I love to learn new words. And what can be more fun than learning them in a delicious fast read? Okay, so the main character sleeps around all the time, with married women in this book. He’s a character, not real. And if real people do it, unfortunately, they reap the consequences of their actions. The books are interesting. This one was McNally’s Caper.
balbriggan (underwear): A jersey, interlock, or ribbed knitted fabric made of cotton or cotton blends for the undergarment, t‑ shirt, or hosiery industry (… Amazing! A word only for the undergarment manufacturers of the world.)
negroni: The Negroni is a cocktail made with gin (I should have known. The main character is such a drinker he should have needed a liver transplant long before his 37th birthday, which has just passed in McNally’s Caper.)
neurasthenic: person suffering a nervous breakdown
anodyne: a pain relieving agent, less potent than an anesthetic or narcotic.
tanbark: bark rich in tannin; bruised and cut in pieces to use for tanning; spent tanbark used as a ground covering
brannigan: A noisy or confused quarrel. A drinking spree; a binge.
slumgullion: A watery meat stew. (Which doesn’t seem to make as much sense as most of the words do in context.)
shamus: private detective: someone who can be employed as a detective to collect information
oubliette: A dungeon reached by a trap door; starvation hole (In the book, it is clearly his office, which he complains has no window and is smaller than a walk in closet.) It would have been quite funny if I had known what an oubliette was without having to look it up.
ragout: (no umlauts or anything in the original) a stew made with meat, poultry, or fish, cooked simply with or without vegetables (I don’t see why he has suddenly become enamoured with food. Before it was all alcohol-related metaphors.)

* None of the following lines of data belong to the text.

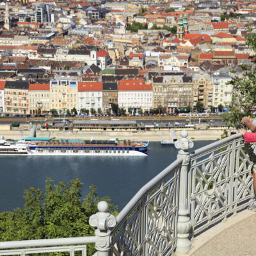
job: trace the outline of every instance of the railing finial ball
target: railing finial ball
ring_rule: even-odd
[[[183,131],[182,131],[181,132],[180,132],[180,136],[181,136],[182,138],[187,138],[187,137],[188,137],[188,131],[183,130]]]
[[[108,204],[106,201],[100,201],[98,203],[97,208],[99,212],[106,212],[108,210]]]

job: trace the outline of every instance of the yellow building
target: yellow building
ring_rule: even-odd
[[[74,77],[58,77],[50,81],[50,106],[58,113],[77,109],[77,80]]]

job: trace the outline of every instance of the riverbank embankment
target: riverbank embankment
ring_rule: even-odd
[[[180,130],[176,130],[176,135],[180,138]],[[212,140],[220,138],[223,131],[221,129],[211,130],[189,130],[188,138],[191,140]],[[1,131],[0,136],[5,139],[15,139],[23,137],[29,137],[29,131]],[[131,140],[134,141],[160,141],[170,140],[169,131],[36,131],[37,137],[51,137],[56,139],[81,139],[91,140],[109,140],[118,138],[120,140]]]

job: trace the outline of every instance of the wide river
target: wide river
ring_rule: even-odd
[[[194,141],[191,150],[212,142]],[[99,196],[108,195],[120,211],[142,186],[177,158],[174,147],[150,142],[148,148],[147,157],[1,156],[0,212],[23,207],[24,190],[44,190],[48,177],[56,182],[79,178],[83,199],[93,184]]]

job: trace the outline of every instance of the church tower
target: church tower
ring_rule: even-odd
[[[182,15],[180,14],[178,22],[178,28],[177,28],[176,37],[179,40],[184,39],[184,28],[183,26]]]
[[[184,17],[183,19],[183,26],[184,27],[184,32],[186,33],[188,33],[188,17],[187,13],[185,13]]]
[[[6,2],[6,5],[5,7],[5,14],[4,14],[4,28],[6,30],[10,30],[10,14],[9,14],[9,7],[8,6],[8,2]]]

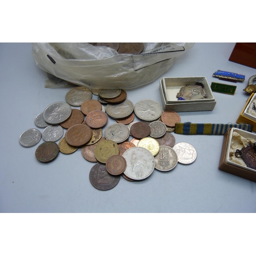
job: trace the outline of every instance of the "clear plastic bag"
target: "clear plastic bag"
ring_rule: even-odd
[[[40,42],[32,43],[32,55],[39,68],[67,82],[91,89],[129,90],[154,81],[194,45],[143,43],[142,52],[127,54],[87,42]]]

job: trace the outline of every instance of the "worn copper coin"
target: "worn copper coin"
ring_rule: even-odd
[[[40,144],[35,151],[36,159],[42,163],[54,160],[59,153],[59,146],[53,141],[47,141]]]
[[[106,170],[112,175],[120,175],[126,167],[126,160],[120,155],[110,157],[106,162]]]
[[[142,139],[150,134],[150,126],[144,122],[137,122],[134,123],[130,129],[132,136],[137,139]]]
[[[75,124],[68,129],[65,138],[71,146],[79,147],[84,145],[91,139],[92,133],[92,130],[89,126]]]
[[[91,169],[89,178],[94,187],[101,190],[106,190],[113,188],[118,183],[120,176],[111,175],[106,170],[105,164],[98,163]]]
[[[72,109],[70,117],[65,122],[60,124],[63,128],[68,129],[75,124],[82,123],[84,119],[84,115],[79,110]]]
[[[101,110],[94,110],[89,113],[86,118],[86,124],[91,128],[101,128],[108,122],[106,114]]]
[[[86,115],[94,110],[101,110],[101,104],[96,99],[86,100],[81,105],[81,111]]]

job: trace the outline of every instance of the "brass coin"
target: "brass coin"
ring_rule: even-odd
[[[96,99],[88,99],[81,105],[81,111],[86,115],[94,110],[101,109],[101,104]]]
[[[108,122],[106,114],[100,110],[90,112],[86,118],[86,124],[91,128],[101,128]]]
[[[112,175],[120,175],[126,168],[126,160],[120,155],[110,157],[106,162],[106,170]]]
[[[84,145],[91,139],[92,133],[92,130],[89,126],[75,124],[68,129],[65,138],[71,146],[80,147]]]
[[[63,128],[68,129],[75,124],[82,123],[84,119],[84,115],[79,110],[72,109],[70,117],[65,122],[60,124]]]
[[[77,150],[77,147],[74,147],[68,144],[65,138],[62,138],[59,142],[59,151],[63,154],[72,154]]]
[[[94,153],[96,159],[99,162],[105,163],[111,156],[119,154],[119,148],[117,144],[113,140],[102,140],[97,145]]]
[[[40,144],[35,151],[36,159],[42,163],[53,161],[59,153],[59,146],[55,142],[47,141]]]

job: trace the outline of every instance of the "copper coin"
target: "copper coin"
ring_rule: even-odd
[[[94,110],[89,113],[86,118],[86,124],[95,129],[103,127],[108,122],[106,114],[100,110]]]
[[[118,53],[138,54],[140,53],[144,49],[142,42],[119,42]]]
[[[172,110],[164,111],[161,116],[162,122],[168,126],[175,126],[176,123],[180,122],[180,116]]]
[[[42,163],[49,163],[57,157],[59,151],[59,146],[55,142],[47,141],[36,148],[35,157]]]
[[[63,128],[68,129],[75,124],[81,123],[84,119],[84,115],[79,110],[72,109],[70,117],[65,122],[60,124]]]
[[[81,105],[81,111],[86,115],[94,110],[101,110],[101,104],[96,99],[88,99]]]
[[[120,175],[126,168],[126,160],[120,155],[110,157],[106,162],[106,170],[112,175]]]
[[[91,139],[92,133],[92,130],[89,126],[82,124],[75,124],[68,129],[65,139],[72,146],[82,146]]]
[[[142,139],[150,134],[150,126],[144,122],[137,122],[131,127],[130,133],[132,136],[137,139]]]
[[[138,140],[139,142],[139,140]],[[132,142],[129,142],[129,141],[124,141],[121,143],[118,144],[118,147],[119,148],[119,155],[122,156],[122,154],[129,148],[136,146]]]

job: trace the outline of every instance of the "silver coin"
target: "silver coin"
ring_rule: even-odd
[[[158,154],[155,157],[155,168],[161,172],[172,170],[178,163],[178,156],[172,147],[160,146]]]
[[[142,99],[135,104],[134,113],[140,119],[145,121],[155,121],[162,115],[163,108],[156,100]]]
[[[69,91],[66,95],[66,101],[72,106],[80,106],[82,102],[92,98],[92,92],[85,87],[78,87]]]
[[[40,132],[32,128],[25,131],[19,136],[19,143],[23,146],[30,147],[36,145],[40,139]]]
[[[179,142],[173,147],[178,156],[178,161],[180,163],[188,164],[197,158],[197,151],[195,147],[187,142]]]
[[[35,118],[35,124],[39,128],[45,128],[49,125],[44,119],[42,113],[40,113],[36,116]]]
[[[113,140],[117,143],[124,141],[129,136],[129,128],[122,123],[114,123],[109,125],[104,133],[106,140]]]
[[[129,116],[133,112],[134,106],[131,100],[125,99],[118,104],[108,104],[106,112],[114,119],[121,119]]]
[[[160,138],[163,136],[166,132],[166,125],[159,121],[155,121],[150,123],[150,135],[153,138]]]
[[[42,131],[42,138],[45,141],[57,141],[62,137],[63,133],[60,125],[49,125]]]
[[[45,121],[50,124],[59,124],[67,120],[72,110],[67,102],[59,101],[49,105],[44,111]]]
[[[134,147],[127,150],[122,156],[127,162],[124,174],[133,180],[143,180],[149,177],[155,168],[155,158],[147,149]]]

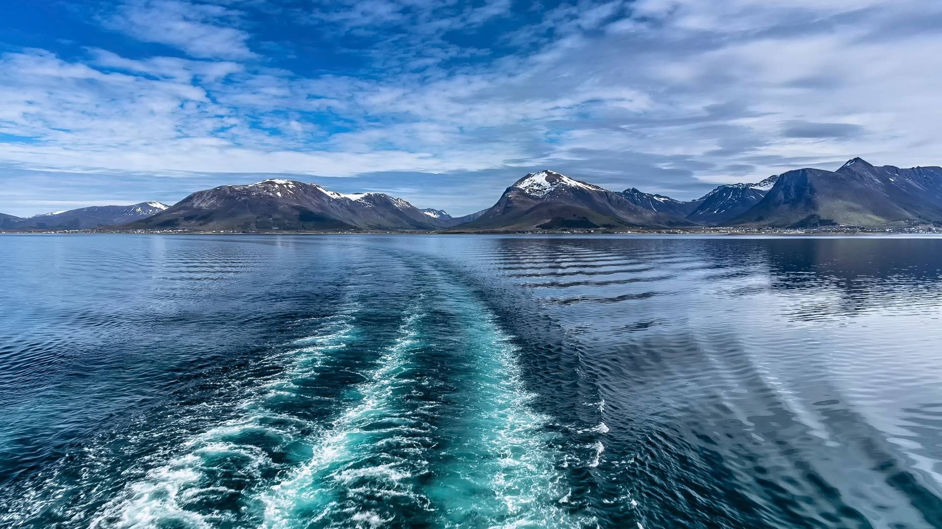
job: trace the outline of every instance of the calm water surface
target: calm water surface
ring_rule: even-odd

molto vivace: the speed or pace of a given piece of music (Which does not make sense in the sentence. How could he wake “molto vivace”?)
pukka: lit. ripe; solid or permanent
chippy: A woman prostitute.
scrum: (no definition seems to fit. It’s either computers or rugby.) the formation used in the setplay restarting play after a knock-on or forward pass; a lightweight agile method for software development
degage: leg disengages off the floor (and I’m not sure I know any more than when I looked that up.)
sporran: a Scottish fanny pack worn in front of the kilt
inchoate: (I know I’ve learned this word before, but can’t remember what it means. Unfulfilled? Foolish? Hopeless? Those are adjectives that would fit the sentence.) something that has been begun but never completed (Yes, that works too.)